Ce livre est un désordre. Désordre voulu où l’auteur, qui n’est pas né de la dernière pluie, mêle comptes rendus d’enquête, commentaires personnels et conversations avec les morts qui lui permettent de déployer sa verve. Les personnages sont si nombreux que la généalogie familiale proposée en annexe est de peu de secours, et l’enquête si minutieuse qu’on ne s’y retrouverait que crayon en main. Faut-il abandonner ? Ce serait dommage car, à travers le fatras, le lecteur consciencieux comme le dilettante tireront profit de leur lecture.
Étrange famille que les Hammerstein, représentants exemplaires de cette noblesse prussienne qui voit les nazis de haut : « de très, très petites gens », pensent-ils. Distinguons pourtant, dans cet anti-nazisme, le père et ses trois filles. Le général Kurt von Hammerstein-Equord est un grand original. Paresseux comme un loir, ce dont il se fait gloire et qui ne l’empêchera pas d’occuper, dans la minuscule armée concédée à l’Allemagne par le « diktat » de Versailles, le plus haut poste : « tout chef, dit-il, doit avoir le courage d’être paresseux ». Quelque flemmard qu’il soit, Hammerstein fut impliqué dans les errements de la République de Weimar, mais aussi dans la reconstruction discrète d’une armée interdite. Le recours est à l’Est : Russie nouvelle et Allemagne humiliée sont les deux États parias, leur alliance profitera à l’un et à l’autre. Entre en scène Hitler, le seul, hélas, qui ait, dans la confusion ambiante, les idées claires. Le général le perce vite à jour et tente vainement de détourner Hindenburg, « le vieux monsieur », de lui passer la main.

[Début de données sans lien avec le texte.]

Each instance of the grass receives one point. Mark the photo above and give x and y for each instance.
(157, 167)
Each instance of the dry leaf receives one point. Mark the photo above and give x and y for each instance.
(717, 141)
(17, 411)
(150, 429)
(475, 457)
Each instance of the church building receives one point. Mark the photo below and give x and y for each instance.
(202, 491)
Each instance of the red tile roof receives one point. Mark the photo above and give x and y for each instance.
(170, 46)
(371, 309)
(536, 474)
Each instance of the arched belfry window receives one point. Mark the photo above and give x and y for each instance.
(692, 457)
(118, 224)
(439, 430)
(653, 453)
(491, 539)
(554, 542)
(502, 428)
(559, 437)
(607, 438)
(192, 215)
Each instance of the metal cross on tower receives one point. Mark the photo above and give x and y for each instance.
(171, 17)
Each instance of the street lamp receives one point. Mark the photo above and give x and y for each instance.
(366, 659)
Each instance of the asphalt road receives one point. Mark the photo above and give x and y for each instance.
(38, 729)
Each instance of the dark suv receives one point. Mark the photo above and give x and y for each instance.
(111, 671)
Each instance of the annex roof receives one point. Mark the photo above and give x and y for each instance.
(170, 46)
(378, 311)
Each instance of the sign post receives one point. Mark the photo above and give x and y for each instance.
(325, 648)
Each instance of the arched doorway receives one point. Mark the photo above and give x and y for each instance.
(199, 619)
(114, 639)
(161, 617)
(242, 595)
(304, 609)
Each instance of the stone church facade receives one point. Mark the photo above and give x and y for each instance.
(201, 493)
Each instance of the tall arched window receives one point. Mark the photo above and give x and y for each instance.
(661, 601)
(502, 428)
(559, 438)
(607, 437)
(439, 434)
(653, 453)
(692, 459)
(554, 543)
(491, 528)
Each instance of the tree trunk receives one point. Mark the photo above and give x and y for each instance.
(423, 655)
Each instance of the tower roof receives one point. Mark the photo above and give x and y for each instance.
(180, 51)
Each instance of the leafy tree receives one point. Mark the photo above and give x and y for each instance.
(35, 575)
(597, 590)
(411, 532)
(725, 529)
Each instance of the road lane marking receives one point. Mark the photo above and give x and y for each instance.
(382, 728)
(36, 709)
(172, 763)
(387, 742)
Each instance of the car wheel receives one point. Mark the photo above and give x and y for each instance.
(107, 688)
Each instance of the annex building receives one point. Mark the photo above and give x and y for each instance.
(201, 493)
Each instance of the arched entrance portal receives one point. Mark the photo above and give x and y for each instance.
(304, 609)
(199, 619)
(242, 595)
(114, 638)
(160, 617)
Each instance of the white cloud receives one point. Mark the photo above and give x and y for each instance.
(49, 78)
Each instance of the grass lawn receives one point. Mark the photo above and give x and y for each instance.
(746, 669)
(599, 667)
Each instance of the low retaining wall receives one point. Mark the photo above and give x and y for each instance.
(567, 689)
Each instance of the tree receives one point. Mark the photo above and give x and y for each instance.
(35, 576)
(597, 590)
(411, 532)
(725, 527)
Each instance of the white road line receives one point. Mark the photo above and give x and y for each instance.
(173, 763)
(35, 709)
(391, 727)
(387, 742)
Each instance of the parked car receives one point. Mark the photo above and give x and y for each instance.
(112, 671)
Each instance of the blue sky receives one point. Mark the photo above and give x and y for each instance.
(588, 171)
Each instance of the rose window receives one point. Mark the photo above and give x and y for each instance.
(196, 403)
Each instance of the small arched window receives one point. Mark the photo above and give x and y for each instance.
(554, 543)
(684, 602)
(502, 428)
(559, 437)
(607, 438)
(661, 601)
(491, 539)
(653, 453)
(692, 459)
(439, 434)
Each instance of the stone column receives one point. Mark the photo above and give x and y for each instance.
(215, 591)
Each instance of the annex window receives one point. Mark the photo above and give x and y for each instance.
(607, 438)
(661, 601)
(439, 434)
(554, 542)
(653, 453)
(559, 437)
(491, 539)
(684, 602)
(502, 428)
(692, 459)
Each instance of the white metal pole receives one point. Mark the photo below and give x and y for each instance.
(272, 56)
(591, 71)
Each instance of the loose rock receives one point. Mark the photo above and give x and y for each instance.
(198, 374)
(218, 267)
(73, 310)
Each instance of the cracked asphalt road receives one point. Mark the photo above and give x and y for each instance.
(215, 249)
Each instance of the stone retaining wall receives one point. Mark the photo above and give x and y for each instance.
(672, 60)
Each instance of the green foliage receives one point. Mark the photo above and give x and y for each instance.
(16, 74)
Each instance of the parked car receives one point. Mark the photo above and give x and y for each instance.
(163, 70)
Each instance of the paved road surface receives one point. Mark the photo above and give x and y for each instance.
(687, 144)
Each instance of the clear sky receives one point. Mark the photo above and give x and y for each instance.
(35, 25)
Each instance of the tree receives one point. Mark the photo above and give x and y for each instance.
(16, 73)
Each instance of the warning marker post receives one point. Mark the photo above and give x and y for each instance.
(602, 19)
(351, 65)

Les dés jetés, Hammerstein préside chez lui, le 3 février 1933, le dîner où Hitler expose aux généraux rassemblés ce qui les attend, eux et les Allemands. Instant tragique à partir duquel notre paresseux magnifique refusera toute compromission. Jusqu’au bout il se tiendra dans une intransigeance hautaine que les nazis n’osèrent mettre à l’épreuve.
Du père passons aux filles, qu’un anti-nazisme bien partagé entraînèrent dans une autre voie, et plus radicale. Deux des filles du général se convertissent en militantes communistes passionnées, au point d’espionner leur propre père – lequel, il est vrai, a toujours manifesté pour sa progéniture une indifférence coupable – et de transmettre à la « centrale moscovite » les documents extraits du coffre-fort paternel. C’est que les deux converties se sont mises à la disposition des agents secrets du Parti rouge. Venues à cette extrémité par haine du nazisme, elles supportèrent sans le moindre état d’âme les méthodes de leurs employeurs, lesquelles passent de loin en cynisme et cruauté celles des nazis. Explication : le communisme est « une drogue à risque, qui vous monte à la tête et vous libère de l’ennui ». Un peu court, non ?
Des sept enfants du général, une troisième fille se distingue. Maria-Therese se fera sioniste, épousera un Juif qu’elle suivra un temps en Israël. De quoi révulser l’impossible Hammerstein, qui ronchonne dans son coin : « Vivement que nous soyons débarrassés de Hitler, que je puisse recommencer à pester contre les Juifs ! ».